Monday, Apr. 20, 1942
Facts, Figures
>Getting tougher on several fronts at once (see col. 2), WPB last week took direct control of suppliers' inventories in a broad list of 19 trades. Henceforth no wholesaler, distributor or retailer in these trades can carry more than two months' stock on hand (if he lives in the Mountain or Pacific States, three months'). The order covered suppliers to the automotive, building, dairy, electrical, farm, foundry, hardware, plumbing, railroad, restaurant, textile mill and practically every other trade that uses any metal at all.
>To enforce such orders, WPB's Compliance Section and Requisitioning Branch got tougher too. Compliance accused Hoover Co. (vacuum cleaners) of misusing some 350,000 lb. of secondary aluminum, forbade it to touch any aluminum for three months. Requisitioning seized 78,000 lb. of copper sheet from a bathroom-supply dealer named Katz, who had refused to sell it to Metals Reserve. Washington was getting too small for Requisitioning's expanding Ogpu; its boss, Ernie Tupper, went to Manhattan, looked at space in the Empire State Building.
>The U.S. spent $2,987,000,000 to wage war in March, 50% more than in December.
>The U.S.-Canadian border is dimming like a Cheshire cat. Last week the two countries lifted restrictions on the seasonal migration of farm labor and machinery.
>Under their 1942 U.S. import quotas, the Philippines at the end of March had yet to ship 418,000,000 lb. of coconut oil, 1,750,000,000 lb. of raw sugar, 5,676,000 lb. of cordage, 200,000,000 cigars.
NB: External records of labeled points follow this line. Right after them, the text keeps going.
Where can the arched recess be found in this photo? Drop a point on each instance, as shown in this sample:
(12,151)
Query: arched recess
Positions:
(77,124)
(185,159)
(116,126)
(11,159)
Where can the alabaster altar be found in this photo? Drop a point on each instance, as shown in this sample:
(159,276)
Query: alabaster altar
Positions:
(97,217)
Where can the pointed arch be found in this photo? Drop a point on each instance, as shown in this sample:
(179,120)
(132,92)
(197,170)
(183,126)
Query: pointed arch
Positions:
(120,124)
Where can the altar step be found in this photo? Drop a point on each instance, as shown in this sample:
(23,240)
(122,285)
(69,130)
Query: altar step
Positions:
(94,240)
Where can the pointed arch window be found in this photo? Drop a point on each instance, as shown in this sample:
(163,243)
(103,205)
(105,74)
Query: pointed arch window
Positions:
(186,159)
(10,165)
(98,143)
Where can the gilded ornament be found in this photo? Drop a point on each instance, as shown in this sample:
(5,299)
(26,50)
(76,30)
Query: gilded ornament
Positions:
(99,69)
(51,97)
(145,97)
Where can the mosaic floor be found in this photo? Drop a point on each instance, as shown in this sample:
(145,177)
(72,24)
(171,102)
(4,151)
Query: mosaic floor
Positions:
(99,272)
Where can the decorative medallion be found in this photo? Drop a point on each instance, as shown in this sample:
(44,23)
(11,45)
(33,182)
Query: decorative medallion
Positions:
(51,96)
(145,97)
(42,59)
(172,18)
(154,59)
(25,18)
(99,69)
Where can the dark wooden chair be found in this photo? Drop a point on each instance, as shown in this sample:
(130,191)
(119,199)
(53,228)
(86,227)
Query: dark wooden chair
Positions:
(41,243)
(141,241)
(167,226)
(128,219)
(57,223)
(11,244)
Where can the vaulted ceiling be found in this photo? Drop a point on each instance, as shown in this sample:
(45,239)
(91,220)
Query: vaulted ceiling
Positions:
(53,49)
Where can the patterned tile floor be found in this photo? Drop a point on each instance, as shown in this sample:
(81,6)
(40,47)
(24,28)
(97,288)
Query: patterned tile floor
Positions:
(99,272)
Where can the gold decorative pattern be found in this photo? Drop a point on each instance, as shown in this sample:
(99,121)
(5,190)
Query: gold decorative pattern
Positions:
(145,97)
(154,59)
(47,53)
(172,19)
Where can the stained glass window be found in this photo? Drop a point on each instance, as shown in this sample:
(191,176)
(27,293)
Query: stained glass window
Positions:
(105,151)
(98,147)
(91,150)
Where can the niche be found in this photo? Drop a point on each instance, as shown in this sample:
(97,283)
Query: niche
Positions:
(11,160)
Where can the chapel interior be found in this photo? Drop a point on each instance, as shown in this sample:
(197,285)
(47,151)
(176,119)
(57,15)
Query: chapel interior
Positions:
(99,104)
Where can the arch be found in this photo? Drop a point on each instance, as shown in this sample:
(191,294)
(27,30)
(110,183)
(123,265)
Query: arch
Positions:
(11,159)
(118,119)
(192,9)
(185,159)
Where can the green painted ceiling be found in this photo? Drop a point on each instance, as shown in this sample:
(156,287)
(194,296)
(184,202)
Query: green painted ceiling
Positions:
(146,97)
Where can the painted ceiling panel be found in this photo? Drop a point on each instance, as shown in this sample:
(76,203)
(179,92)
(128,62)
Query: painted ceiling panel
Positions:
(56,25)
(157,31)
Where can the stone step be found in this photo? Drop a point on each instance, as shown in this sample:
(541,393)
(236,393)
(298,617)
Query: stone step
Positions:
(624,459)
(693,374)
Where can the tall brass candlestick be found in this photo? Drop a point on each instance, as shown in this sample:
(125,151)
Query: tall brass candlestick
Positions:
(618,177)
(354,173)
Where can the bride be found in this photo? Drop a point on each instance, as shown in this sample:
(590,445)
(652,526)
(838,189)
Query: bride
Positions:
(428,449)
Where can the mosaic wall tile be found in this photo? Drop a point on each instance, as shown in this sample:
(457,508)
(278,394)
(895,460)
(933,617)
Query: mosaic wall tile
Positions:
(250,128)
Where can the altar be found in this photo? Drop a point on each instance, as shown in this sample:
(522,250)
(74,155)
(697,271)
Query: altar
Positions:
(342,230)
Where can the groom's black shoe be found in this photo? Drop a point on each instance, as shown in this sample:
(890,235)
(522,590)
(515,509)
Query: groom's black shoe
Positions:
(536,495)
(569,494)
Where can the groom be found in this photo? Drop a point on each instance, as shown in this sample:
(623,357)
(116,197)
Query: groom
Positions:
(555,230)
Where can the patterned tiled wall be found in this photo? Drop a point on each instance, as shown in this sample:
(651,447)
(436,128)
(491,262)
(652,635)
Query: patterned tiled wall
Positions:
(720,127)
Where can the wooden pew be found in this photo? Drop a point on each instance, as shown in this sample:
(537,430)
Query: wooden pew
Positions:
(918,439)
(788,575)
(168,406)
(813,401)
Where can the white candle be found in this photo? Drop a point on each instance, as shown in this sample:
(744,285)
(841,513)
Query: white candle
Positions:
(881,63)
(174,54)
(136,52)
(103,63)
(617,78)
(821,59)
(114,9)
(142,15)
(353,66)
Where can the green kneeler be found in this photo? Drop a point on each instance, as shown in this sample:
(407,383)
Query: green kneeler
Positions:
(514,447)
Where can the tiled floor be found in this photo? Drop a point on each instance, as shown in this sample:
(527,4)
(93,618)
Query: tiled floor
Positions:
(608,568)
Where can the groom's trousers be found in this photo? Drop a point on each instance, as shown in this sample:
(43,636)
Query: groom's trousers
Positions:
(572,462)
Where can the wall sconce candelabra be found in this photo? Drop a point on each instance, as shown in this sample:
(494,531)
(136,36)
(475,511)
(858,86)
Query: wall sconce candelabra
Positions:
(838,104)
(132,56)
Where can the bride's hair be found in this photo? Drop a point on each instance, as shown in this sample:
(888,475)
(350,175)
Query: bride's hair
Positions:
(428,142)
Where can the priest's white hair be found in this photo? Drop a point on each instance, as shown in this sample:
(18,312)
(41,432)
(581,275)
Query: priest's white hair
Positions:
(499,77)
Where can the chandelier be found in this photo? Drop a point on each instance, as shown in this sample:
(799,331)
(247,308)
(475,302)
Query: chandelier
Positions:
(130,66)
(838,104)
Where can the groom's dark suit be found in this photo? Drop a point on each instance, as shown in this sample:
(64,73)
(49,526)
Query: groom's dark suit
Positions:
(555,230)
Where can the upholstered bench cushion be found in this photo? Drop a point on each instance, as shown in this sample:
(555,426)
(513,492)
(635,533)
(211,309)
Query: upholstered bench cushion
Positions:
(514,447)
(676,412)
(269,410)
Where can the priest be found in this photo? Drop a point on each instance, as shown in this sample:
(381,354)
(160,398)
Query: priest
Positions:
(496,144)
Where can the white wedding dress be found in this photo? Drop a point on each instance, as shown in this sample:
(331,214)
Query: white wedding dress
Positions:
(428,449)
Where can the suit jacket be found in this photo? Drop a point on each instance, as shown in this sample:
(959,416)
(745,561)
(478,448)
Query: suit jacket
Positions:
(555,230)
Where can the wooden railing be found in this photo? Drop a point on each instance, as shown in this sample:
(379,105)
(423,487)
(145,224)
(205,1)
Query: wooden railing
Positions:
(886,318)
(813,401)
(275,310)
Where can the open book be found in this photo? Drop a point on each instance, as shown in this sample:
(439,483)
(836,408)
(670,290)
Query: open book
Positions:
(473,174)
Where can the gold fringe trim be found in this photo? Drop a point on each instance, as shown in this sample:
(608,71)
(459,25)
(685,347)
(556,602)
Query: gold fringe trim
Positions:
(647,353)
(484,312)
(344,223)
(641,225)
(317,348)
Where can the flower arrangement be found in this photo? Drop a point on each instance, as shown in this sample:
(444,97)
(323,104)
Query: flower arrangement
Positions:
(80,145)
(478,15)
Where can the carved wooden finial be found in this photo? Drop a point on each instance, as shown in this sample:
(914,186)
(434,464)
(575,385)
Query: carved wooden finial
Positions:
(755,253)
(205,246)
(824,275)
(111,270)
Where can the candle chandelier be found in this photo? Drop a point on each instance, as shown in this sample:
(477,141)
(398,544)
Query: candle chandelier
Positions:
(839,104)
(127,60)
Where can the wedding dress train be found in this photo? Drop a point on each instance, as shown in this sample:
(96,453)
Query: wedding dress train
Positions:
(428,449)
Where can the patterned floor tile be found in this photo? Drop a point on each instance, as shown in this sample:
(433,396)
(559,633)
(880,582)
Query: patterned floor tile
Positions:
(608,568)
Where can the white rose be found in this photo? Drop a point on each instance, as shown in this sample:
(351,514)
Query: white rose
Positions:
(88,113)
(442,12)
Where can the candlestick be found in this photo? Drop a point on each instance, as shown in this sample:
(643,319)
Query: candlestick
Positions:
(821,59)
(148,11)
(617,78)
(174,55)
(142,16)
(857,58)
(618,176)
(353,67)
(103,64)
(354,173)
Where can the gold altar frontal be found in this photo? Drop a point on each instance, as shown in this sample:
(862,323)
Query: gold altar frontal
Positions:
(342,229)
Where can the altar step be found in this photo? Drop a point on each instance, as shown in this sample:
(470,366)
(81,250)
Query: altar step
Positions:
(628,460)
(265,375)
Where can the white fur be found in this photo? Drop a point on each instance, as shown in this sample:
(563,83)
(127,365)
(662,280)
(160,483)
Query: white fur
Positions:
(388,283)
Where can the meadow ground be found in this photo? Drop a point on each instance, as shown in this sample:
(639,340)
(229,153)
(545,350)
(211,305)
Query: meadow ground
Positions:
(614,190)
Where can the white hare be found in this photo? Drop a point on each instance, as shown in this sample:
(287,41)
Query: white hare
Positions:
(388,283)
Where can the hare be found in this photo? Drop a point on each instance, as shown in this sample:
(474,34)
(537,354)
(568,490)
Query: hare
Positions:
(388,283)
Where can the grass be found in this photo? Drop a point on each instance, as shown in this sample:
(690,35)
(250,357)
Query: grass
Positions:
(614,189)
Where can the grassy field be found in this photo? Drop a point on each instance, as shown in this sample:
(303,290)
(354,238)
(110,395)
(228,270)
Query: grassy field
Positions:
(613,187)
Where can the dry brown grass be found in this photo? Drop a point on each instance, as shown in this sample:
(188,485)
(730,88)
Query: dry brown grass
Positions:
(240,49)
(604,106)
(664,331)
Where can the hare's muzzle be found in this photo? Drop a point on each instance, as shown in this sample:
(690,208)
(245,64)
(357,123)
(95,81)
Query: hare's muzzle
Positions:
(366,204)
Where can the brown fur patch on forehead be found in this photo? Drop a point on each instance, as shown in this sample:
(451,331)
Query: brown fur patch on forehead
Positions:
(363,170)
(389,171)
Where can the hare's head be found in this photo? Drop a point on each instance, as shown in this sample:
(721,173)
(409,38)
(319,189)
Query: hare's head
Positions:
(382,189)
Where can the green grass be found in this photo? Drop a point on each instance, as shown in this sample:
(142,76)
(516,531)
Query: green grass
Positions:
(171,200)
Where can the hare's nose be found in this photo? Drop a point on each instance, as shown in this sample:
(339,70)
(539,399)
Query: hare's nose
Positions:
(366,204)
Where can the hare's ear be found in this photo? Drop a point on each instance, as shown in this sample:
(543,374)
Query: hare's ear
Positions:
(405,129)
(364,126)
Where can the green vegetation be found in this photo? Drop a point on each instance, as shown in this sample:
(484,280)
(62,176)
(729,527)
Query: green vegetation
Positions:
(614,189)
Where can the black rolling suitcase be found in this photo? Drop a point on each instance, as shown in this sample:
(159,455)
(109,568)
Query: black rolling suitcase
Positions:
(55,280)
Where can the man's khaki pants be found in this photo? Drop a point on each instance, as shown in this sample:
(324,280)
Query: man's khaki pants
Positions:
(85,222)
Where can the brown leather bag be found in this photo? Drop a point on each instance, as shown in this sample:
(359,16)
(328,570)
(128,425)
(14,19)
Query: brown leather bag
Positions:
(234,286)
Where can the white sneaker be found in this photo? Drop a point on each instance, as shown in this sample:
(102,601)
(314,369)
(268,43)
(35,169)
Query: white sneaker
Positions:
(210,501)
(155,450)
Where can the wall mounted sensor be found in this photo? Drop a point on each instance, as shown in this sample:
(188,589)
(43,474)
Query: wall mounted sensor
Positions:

>Department of Agriculture revealed that U.S. farmland values had increased by $2,360,000,000 during the last year. Sharpest rise in almost a decade, it still left total farmland values at $36,000,000,000 v. 1920's World War I-ballooned figure of almost $55,000,000,000, and represented a rise of only 7% v. over 40% for all farm prices. Most farmers still remember the licking in land that they took the last time.